As we get older that security can begin to shake. We can start to feel like the threat of loss is very real and the world is not as safe or just as we thought. Religion often helps to replace that blanket of security by various means. It can provide us with a ground of meaning, a trust that despite appearances, the ultimate authority figure does know what he is doing. Also it can assure us that by engaging in something (a system of belief) or acting in a certain way (morality) we can be sure that after death there is ultimately reward and so death loses it’s sting. We place confidence in our beliefs or morality as that which will ensure we are “alright in the end”.
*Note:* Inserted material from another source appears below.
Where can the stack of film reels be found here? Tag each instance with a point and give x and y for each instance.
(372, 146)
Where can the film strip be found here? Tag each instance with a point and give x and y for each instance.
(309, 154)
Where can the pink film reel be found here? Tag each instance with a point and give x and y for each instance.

The problem with this is that both belief and morality are open to being destroyed. Facts or external evidence can shake belief and often the response is then to put our proverbial head in the sand or become more dogmatic about it even in the face of its absurdity. By threatening the system of belief one may actually be threatening the person’s security and to suggest that a person questions those beliefs is tantamount to suggesting they feel the horror of what “might be”, the very thing they seek to protect themselves from. Equally morality is just as problematic. We are all acutely aware of the failures of our own morality and if we hold our moral uprightness as our security from loss we will find that truly shaken when we stumble.
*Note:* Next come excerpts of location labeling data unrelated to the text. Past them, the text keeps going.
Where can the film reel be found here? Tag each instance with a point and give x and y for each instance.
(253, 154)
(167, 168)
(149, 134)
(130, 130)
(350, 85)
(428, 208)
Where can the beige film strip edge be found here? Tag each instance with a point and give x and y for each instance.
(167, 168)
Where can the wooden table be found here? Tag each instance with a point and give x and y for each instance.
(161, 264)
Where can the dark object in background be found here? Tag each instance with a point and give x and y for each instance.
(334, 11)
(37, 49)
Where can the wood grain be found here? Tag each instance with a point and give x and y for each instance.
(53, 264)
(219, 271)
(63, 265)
Perhaps Christ was not advocating either standard of religion and instead sought to move us beyond those foundations and onto one built on himself alone. A misconception that has recently been exposed was that Judaism was based on works of a moral law. It wasn’t. It was based on grace; the grace of being born a Jew. The only right response then was to fulfill the law. So it wasn’t that Christ corrected a false view of Judaism being rooted in moral behaviour to instead see it as being based on a system of belief. It already was a system of belief manifest in circumcision. I believe the call to faith is one that places our hope/faith/confidence in the grace of God alone. That He will “preserve us blameless before his presence with exceeding joy”. Then from a foundation that cannot be shaken fear and death have no sting as we have already, like Christ, suffered the loss of all things. Paul highlighted Christ’s criticism of believing that Jewishness saved by saying that we put no confidence in the flesh and that God could raise children to Abraham from these stones. We likewise must put no confidence in our belief as a path to salvation; even the demons believe.
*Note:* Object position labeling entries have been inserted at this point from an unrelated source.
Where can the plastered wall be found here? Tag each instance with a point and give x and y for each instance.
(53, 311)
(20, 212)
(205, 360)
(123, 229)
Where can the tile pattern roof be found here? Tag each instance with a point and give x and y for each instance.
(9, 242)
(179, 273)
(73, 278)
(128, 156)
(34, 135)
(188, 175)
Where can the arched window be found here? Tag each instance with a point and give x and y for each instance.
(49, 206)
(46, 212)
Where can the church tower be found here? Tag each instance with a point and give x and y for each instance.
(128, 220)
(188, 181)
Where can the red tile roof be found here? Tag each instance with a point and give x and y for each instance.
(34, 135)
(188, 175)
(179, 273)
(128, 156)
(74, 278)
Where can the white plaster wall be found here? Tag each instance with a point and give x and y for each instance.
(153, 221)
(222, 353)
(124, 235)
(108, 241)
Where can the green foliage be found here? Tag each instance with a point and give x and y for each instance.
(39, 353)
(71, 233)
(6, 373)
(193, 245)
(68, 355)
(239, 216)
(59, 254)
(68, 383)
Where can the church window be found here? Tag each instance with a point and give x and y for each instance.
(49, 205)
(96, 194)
One may counter that this faith is also shakable, that we must consider the possibility that God is not, in fact, gracious or may not exist. But that would be to confuse faith with belief. It is not a belief that God is gracious but a surrender to God, trusting his graciousness. It is a fearful thing to fall into the hands of God, but once it has been done then there is nothing left to fear. Yes we experience the horror of complete loss of certainty and control. We lose any right to put a gap between ourselves and loss. Which therefore requires an embrace of it in the form of death to self. From this place of death to self there springs resurrection in the form of the indwelling Spirit. This Spirit is our hope. It is a transformation that one experiences not a belief in something subjective. God is no longer object, we become subject, and fear and death have no more power over us.
Perhaps then the path of fear fully overcome goes through these stages:
1. Absence of fear in innocence and ignorance (a child)
2. Realisation of fear when confronted with evil and loss.
3. Shielding from fear through religion, moral works or distraction.
4. An embrace of complete loss and a resurrection of hope in Christ.
In my opinion it is this stage 4 that marks the true nature of Christianity over against a Christianity or other religious system that founds itself on belief, ritual or morality.